VEGFRs consist of seven immunoglobin-like extracellular domains. Ligands, (e.g. VEGFA and P1GF) that specifically bind VEGFRs have immunoglobin-like domains 2 and 3, with domain 2 making the primary contact and domain 3 determining the specificity of binding (Christinger et al JBC, 2004, 279, 10382; Fuh et al JBC 1998, 273, 11197). In contrast, domains 4-6 are involved in dimerization of the receptor complexes. Ligand binding that stabilizes the receptor complexes can prolong dimerization, allowing productive signaling to proceed. As receptor activation is a function of both binding and dimerization, receptor activation can be inhibited by inhibiting ligand-receptor binding or by blocking dimerization. Antibodies that block binding of ligand to the receptors have been described previously, for example, IMC1121b and its murine equivalent, DC101, both of which block binding of VEGF-A to KDR, and thereby block VEGF-A signaling through KDR, and are known to deliver an anti-tumour effect (Prewett et al Cancer Res 1999, 59, 5209; Lu et al, JBC 2003, 278, 43496).

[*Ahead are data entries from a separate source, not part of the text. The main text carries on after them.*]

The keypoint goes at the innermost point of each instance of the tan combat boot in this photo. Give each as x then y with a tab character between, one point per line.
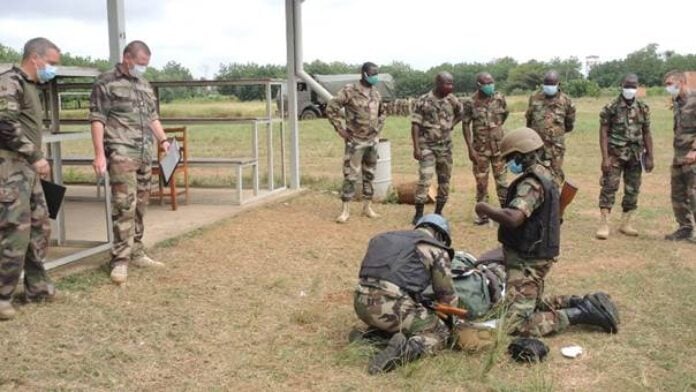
119	273
626	227
603	230
7	311
345	213
145	261
368	211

It has been reported both pre-clinically and clinically that as a direct consequence of inhibiting KDR signaling, there is a rebound increase in circulating VEGF-A levels. Antibodies such as IMC1121b which block VEGF-A binding to KDR are expected to be less efficacious under conditions of increasing VEGF-A concentrations, where competition for binding to KDR may be won over by VEGF-A rather than the antibody.
Thus there is a need to identify new means of inhibiting KDR signaling.